I'm not too sure I'm happy with my blind-hemming technique on the cuff. I think next time I would just tack it at the inside seam and let the remainder hang free... if it bugs me enough, I may take it out and redo it. There are so many ways to blind hem or tack, and some look better than others for various effects... it's been fun to try different techniques though.

Tip #2: When pressing the loops up as instructed, make sure they are parallel to the side seam to keep them nice and straight. I did and I was really glad. Also - either decrease the length of each loop to 2 1/2 inches or tack them lower than what you see in the photograph above. Otherwise the belt tends to ride higher on the waist. Although you probably wouldn't have noticed had I not mentioned it, no?

I was too lazy and tired to edit out the logo name for internet purposes - pretend you can't read it, okay? Okay.


It has now become customary to make a fun lining for my daughter's uniforms.
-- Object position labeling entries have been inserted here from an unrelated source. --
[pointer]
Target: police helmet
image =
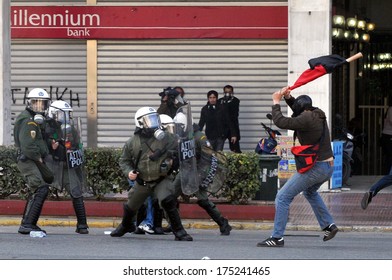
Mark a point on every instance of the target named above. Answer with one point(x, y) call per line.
point(38, 100)
point(60, 111)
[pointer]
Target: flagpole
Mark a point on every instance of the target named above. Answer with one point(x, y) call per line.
point(354, 57)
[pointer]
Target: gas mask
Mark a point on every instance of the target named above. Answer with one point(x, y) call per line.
point(151, 125)
point(39, 119)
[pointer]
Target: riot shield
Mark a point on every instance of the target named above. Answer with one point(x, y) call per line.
point(57, 167)
point(211, 169)
point(74, 158)
point(186, 149)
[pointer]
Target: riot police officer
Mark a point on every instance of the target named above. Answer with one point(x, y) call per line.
point(32, 150)
point(148, 158)
point(201, 144)
point(66, 157)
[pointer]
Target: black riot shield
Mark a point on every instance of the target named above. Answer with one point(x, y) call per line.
point(186, 149)
point(211, 169)
point(74, 158)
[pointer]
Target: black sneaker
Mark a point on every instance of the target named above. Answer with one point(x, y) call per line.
point(225, 228)
point(367, 198)
point(25, 229)
point(271, 242)
point(330, 232)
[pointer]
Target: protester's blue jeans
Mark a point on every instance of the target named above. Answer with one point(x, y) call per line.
point(149, 220)
point(308, 183)
point(382, 183)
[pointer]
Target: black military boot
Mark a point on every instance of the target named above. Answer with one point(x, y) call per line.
point(158, 217)
point(33, 211)
point(169, 204)
point(80, 211)
point(127, 224)
point(141, 215)
point(214, 213)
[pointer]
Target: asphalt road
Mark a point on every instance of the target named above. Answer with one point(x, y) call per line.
point(62, 243)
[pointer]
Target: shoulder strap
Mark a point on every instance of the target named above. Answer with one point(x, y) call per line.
point(320, 141)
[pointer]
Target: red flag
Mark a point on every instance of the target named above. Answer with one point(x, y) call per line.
point(320, 66)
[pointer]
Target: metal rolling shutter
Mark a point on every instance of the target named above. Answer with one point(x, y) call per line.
point(132, 73)
point(55, 65)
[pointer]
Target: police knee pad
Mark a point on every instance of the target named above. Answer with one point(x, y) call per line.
point(42, 191)
point(169, 202)
point(205, 203)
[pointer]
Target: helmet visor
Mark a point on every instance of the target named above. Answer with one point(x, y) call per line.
point(170, 127)
point(63, 117)
point(39, 105)
point(151, 121)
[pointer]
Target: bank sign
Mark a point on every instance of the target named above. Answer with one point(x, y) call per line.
point(149, 22)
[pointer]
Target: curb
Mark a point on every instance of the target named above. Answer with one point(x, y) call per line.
point(192, 224)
This time I found some fabric that was a mill end from what must have been leftover fabric from the Park City Luxe group by Gymboree. I couldn't pass it up because SweetPea had a blouse from that group with this identical fabric when she was 2-years-old!


Instead of leaving the exposed serged seam, I decided to try some seam binding. But what do you use when you don't have matching seam binding, despite the seamingly (pardon the pun) endless vintage notion supply? Well, matching vintage satin ribbon that you just happen to have on hand.

How does one attach seam binding? By hand. Yeah - all the way around.... on both sides of the ribbon. The end result was well worth it. The ultimate compliment came tonight when my mom said, 'what attachment did you use to do that seam binding?' - that'd be 'the hand that's attached at the end of my arm'. hehe!

I am very, very pleased with this pattern. The tailored fit is stunning!

6 comments:

Zura said...

Hi! Just found your blog through flickr :) this is so beautiful! it looks really professional. i'm waiting for my pattern to arrive, can't wait to sew one for my daughter

ASManzoni said...

Totally in love with your creation! It was well worth the time and all the hand sewing (nice sewing attachement). It fits Sweet Pea like heaven and it looks so professional. Thanks also for sharing your tips and experience (so valuable for me)!

The Calico Cat said...

You did a great job.

Marie said...

Simply gorgeous work! Great job! I am so tempted to pick up that pattern now! Just not sure about my sewing experience...if I could actually make that...

Leslie said...

Found you through the Oliver and S flickr pool. Just had to say how lovely your technique is. So flawless. Great work!

Jennifer said...

Hi! The dress is very beatiful. I love it. I would like to make it. But I don't have such money to buy the pattern as I am a teenager and live in other country. Would you like to send the pattern to me by email? I'll thank you so much.